September has returned, and history suggests it rarely brings good news for stocks. Wall Street investors have learned this lesson too many times to ignore. Data from Dow Jones shows the Dow, S&P 500, and Nasdaq consistently post their worst monthly performance during September. The timing is unsettling because August ended with records across U.S. benchmarks. The S&P 500 topped 6,500, and the Dow Jones closed at new highs. But investors know better than to celebrate. This month is already driving traders into safer assets and away from U.S. equities.

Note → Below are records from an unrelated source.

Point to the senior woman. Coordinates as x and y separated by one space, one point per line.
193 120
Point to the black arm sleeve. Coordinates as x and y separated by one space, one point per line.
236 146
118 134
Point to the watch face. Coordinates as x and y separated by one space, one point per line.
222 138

Wall Street Turns to Foreign Banks for Shelter
As fear spreads, Wall Street managers are moving billions into international banks. Lazard Asset Management is leading the charge with its $422 million International Dynamic Equity ETF. The fund has tilted heavily toward European names like BNP Paribas, Societe Generale, and Barclays. Japanese and Indian banks are also gaining allocations, thanks to stronger balance sheets and attractive dividend yields. The strategy reflects frustration with U.S. tech valuations, which many believe have run too high. By contrast, European financials look cheap, while delivering consistent payouts. The shift shows how investors are favoring stability abroad over growth at home.

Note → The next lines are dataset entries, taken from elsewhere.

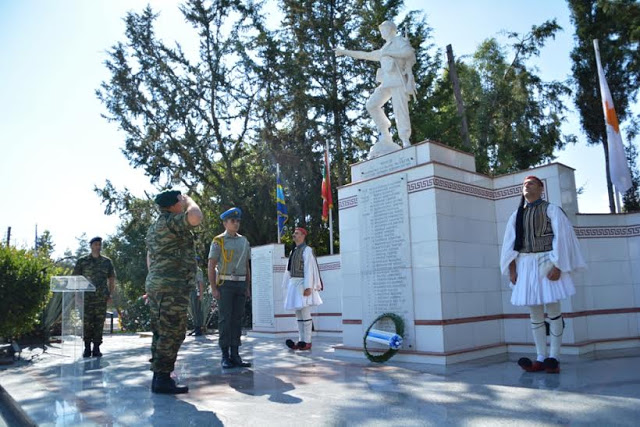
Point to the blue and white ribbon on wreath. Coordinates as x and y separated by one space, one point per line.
393 340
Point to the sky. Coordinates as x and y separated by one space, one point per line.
56 147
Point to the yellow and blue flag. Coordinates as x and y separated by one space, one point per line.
281 206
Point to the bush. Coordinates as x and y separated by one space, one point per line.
24 288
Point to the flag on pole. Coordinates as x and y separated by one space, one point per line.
281 205
618 167
327 198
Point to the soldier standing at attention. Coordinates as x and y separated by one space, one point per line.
172 266
228 273
99 271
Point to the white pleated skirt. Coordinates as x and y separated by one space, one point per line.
294 300
532 286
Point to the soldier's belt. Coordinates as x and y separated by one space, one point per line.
233 278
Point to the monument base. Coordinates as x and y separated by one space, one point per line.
382 147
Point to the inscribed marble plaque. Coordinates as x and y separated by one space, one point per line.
262 287
385 251
399 160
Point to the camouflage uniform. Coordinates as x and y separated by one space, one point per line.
196 301
97 271
232 253
172 267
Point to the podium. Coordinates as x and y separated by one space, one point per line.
73 289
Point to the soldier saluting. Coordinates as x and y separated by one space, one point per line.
172 266
228 273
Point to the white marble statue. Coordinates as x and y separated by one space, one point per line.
396 58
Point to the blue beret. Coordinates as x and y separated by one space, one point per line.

Gold Shines as Investors Seek Protection
Gold is once again playing its traditional role as a safe haven. Canadian miners such as Barrick Gold and Kinross Gold have surged, gaining 72% and 125% this year. Lazard’s ETF has added these names to hedge against rising risks in currencies and interest rates. Gold’s appeal is simple: it offers protection when markets are unpredictable. This September, with geopolitical tensions, dollar weakness, and fragile economic data, investors are unwilling to leave portfolios exposed. Analysts stress that even a small gold allocation can cushion shocks when equities stumble. That lesson is driving capital into miners, reinforcing gold’s role as a key hedge.

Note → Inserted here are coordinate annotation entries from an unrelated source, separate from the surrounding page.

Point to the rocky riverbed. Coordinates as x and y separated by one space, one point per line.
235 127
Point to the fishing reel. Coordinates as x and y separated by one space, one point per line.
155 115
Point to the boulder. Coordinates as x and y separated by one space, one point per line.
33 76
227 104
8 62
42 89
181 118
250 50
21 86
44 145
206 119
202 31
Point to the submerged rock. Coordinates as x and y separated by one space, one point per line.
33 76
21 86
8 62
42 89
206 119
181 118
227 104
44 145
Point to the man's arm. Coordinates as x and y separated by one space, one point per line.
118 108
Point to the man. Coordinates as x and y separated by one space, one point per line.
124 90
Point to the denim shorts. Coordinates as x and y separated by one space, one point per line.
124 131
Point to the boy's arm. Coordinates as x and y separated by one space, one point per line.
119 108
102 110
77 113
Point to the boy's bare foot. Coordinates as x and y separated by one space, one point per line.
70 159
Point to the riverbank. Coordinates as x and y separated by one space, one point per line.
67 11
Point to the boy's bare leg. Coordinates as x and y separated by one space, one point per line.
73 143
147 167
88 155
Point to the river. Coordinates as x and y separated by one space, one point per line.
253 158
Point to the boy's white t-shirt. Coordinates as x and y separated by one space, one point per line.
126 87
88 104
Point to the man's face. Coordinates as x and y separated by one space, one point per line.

Winners and Losers in September’s Stock Market
The sector picture this September is split. European banks are the biggest winners, reaching their highest levels since 2008. Germany’s Commerzbank, for example, has climbed more than 100% this year, boosted by strong earnings and deal momentum. Meanwhile, media stocks are the clear losers. Advertising giant WPP has seen profits plunge by 71% and has cut its full-year forecast. Analysts point to artificial intelligence as both a disruptor and a threat to traditional media models. This divergence highlights the uneven nature of today’s equity markets, where winners soar while others collapse under pressure.
Outlook Beyond September
The short-term outlook for stocks remains cloudy, but opinions differ. Some strategists believe markets will hold up as corporate earnings remain strong and central banks ease policy. UBS expects an economic soft landing, backed by steady growth and lower rates into next year. But others urge caution. Economists warn that recent U.S. growth is misleading, flattered by one-off trade effects and tariff timing. Barclays predicts a slowdown through the rest of 2025, with a rebound more likely in 2026. For now, September keeps its reputation intact. Wall Street remains cautious, leaning on banks and gold to ride out the storm.